WASHINGTON -- The CIA believes Osama bin Laden is still in Pakistan, and the spy agency is hoping to close in on him as that country's military cracks down on the northwestern tribal area where he is thought to be hiding.

CIA Director Leon Panetta told reporters after a speech on Capitol Hill Thursday that finding bin Laden remains one of the CIA's top priorities.

"I guess one of our hopes is that as Pakistani military moves in, combined with our operations, we may have a better chance to get at him," Panetta said.

The CIA has increased the number of officers and recruited agents, or locals who provide information, in Pakistan, Panetta said.

"We have a number of people who are on the ground in Pakistan who are helping us provide targets and who are helping us provide the information that we really need to go after al-Qaida," he said.

He said the Pakistani offensive in the Swat Valley is making very good progress compared to Pakistan's past efforts to crack down on extremists. The Pakistan military says it has killed more than 1,300 militants during the offensive and reclaimed most of the region.

Past offensives against Islamist militants often faltered, with the government choosing to strike peace agreements with the extremists. A peace deal in Swat collapsed in April after the Taliban advanced from there into nearby Buner, just 60 miles from the capital, Islamabad.

Panetta said the CIA is mindful that as it makes progress in Pakistan, al-Qaida leaders could transfer their sights to safe havens elsewhere, such as Yemen and Somalia, which have large ungoverned territories.

Panetta also hinted that the Obama administration is crafting a new approach to confront both North Korea's and Iran's nuclear program.

"The approach that we take to deal with North Korean nuclear development will send a very important signal to Iran in how we deal with them," Panetta said after a speech to the National Italian American Foundation.
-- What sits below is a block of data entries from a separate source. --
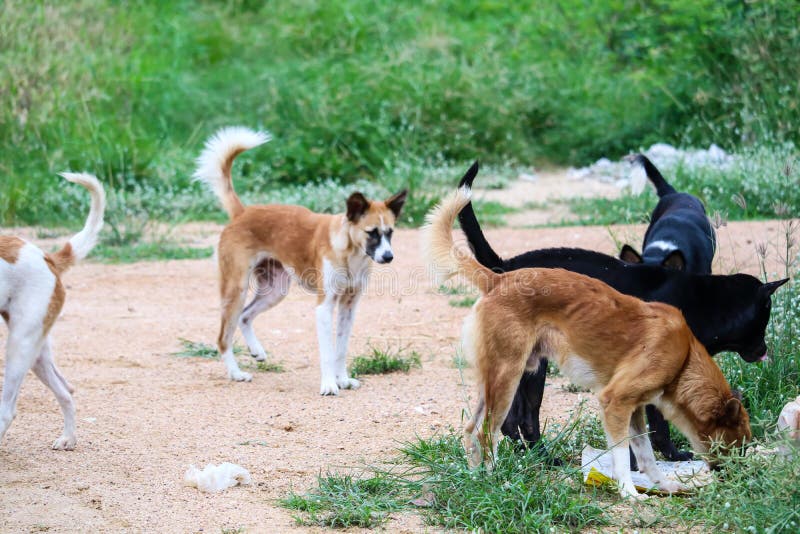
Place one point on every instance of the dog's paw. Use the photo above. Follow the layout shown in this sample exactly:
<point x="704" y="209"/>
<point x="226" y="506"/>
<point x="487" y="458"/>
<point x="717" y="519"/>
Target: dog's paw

He declined to provide details.

North Korea conducted its second underground nuclear test in May. The blast came less than two months after the North fired an intermediate-range rocket over Japan and into the Pacific Ocean. Though North Korea claimed it launched a satellite into space, the U.S. and other countries believe it was meant to test ballistic missile technology.

Iran is reported to be developing the fissile material and missile to fuel and launch a nuclear warhead, but has not yet detonated an atomic bomb. It launched a small satellite into space earlier this year, making progress on technology that could be applies to an intercontinental ballistic missile.

The CIA is closely monitoring the Iranian presidential election to take place Friday. Panetta said current President Mahmoud Ahmadinejad still has the edge, especially in rural areas, and is favored by Iran's religious ruler, but other candidates appear to be gaining ground after a public debate.

"We're sensing now there is some momentum for opposing candidates," he said.

Panetta also said the CIA will spend nearly $250 million in the next five years to double the number of intelligence officers that are proficient in a foreign language. Less than a third of CIA analysts and overseas spies are proficient in a foreign language, according to the agency.